The adaptive radiation of mammals took place after the extinction of the dinosaurs at the Kreide (Cretaceous)-Paleogene (K-Pg) boundary 65 MYA. At that time, the atmospheric oxygen concentration was gradually increased to a point near the present concentration (20%). It is highly probable that large vacant ecological niches on land, sea and sky allowed the ancestors of eutherian and marsupial lineages to become diversified by continuing the acquisition of retrovirus-derived genes, such as SYNCYTINs and FEMATRIN (Spin-off 4), suggesting that a release from a powerful selective pressure also serves as a major driving force in macroevolution.
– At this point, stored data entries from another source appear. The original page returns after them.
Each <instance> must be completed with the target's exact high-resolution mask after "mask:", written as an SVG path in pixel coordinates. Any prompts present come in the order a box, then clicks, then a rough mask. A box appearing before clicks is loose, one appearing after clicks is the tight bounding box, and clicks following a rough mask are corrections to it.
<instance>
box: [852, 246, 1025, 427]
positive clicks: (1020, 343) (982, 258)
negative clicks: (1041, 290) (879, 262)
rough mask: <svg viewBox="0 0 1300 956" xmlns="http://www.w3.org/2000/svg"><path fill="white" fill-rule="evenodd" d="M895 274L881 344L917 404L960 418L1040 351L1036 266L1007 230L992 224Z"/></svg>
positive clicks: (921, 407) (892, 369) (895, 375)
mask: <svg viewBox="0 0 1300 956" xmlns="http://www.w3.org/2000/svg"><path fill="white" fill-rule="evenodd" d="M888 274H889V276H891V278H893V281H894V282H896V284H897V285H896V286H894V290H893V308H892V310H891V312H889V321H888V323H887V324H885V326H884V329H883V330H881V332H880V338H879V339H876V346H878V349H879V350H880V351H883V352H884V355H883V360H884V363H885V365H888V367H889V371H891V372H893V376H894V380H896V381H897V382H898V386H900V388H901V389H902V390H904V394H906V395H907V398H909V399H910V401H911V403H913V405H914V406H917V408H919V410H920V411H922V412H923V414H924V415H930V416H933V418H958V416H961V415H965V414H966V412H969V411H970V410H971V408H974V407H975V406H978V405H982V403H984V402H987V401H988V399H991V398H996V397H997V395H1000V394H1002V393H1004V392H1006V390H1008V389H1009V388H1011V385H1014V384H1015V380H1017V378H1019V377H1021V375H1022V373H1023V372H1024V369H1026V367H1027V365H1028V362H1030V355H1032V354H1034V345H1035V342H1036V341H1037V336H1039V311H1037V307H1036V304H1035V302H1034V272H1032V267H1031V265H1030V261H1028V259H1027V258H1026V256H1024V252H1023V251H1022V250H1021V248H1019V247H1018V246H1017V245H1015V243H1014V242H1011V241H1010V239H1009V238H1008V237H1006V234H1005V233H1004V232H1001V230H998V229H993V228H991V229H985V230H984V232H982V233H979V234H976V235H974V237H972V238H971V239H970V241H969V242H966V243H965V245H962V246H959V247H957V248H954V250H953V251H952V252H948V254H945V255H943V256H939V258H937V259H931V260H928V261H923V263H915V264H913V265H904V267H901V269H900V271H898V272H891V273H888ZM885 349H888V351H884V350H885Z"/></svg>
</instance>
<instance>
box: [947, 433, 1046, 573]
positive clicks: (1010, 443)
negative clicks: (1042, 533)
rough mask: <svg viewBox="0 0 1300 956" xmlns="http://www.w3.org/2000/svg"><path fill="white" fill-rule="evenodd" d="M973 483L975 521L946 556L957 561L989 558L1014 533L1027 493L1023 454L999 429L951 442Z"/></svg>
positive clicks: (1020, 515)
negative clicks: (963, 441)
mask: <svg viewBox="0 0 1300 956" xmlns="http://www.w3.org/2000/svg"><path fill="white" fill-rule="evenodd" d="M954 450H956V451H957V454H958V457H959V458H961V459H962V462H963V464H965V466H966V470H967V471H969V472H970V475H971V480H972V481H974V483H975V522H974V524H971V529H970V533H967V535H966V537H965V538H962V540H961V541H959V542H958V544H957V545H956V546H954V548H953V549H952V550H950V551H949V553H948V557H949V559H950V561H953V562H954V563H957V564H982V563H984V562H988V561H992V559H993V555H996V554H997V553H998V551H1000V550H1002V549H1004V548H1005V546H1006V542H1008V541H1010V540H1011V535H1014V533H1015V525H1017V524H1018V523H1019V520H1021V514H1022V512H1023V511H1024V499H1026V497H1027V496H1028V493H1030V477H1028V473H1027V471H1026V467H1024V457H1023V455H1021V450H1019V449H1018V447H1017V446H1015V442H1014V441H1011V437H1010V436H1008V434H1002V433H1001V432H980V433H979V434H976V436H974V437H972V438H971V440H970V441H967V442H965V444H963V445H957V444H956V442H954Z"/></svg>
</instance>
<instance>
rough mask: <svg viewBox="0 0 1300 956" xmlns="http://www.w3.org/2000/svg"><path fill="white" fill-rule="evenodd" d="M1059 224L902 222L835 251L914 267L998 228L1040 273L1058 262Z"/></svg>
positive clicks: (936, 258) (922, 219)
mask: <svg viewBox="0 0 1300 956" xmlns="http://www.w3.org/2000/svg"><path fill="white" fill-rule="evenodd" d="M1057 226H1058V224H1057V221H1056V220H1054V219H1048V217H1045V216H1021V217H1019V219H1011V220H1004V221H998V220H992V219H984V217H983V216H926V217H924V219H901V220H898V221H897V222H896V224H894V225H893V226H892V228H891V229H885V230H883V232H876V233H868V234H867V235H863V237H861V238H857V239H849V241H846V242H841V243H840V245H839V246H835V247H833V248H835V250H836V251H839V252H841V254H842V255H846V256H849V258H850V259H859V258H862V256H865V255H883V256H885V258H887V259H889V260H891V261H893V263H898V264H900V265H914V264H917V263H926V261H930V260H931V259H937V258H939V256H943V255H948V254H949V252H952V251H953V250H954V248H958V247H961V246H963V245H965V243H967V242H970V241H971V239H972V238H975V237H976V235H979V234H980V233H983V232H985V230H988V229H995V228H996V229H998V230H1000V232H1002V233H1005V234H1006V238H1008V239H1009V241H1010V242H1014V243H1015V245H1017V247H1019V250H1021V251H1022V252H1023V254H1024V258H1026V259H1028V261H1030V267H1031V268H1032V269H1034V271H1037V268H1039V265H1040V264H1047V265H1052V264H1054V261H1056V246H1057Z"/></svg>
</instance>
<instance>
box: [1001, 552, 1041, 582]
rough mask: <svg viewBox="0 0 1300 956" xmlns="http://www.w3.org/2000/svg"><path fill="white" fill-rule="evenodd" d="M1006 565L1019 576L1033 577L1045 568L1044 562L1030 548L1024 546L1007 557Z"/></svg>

Approximately 8 % of the human genome is occupied by LTR retrotransposons and ERVs (Spin-off 4). We predict that there remain a large number of unidentified genes exapted from these elements as primate-, simian-, hominids- and human-specific genes acquired in a step-by-step manner during the course of human evolution.

Original reference （Theme 6, reference 28）

• Kaneko-Ishino T and Ishino F. Mammalian-specific genomic functions: Newly acquired traits generated by genomic imprinting and LTR retrotransposon- derived genes in mammals. Proc Jpn Acad Ser B Phys Biol Sci 91, 511-538 (2015).

Reference

18. Berner, R.A., Vandenbrooks, J.M. and Ward, P.D. Evolution. Oxygen and evolution. Science 316, 557–558 (2007).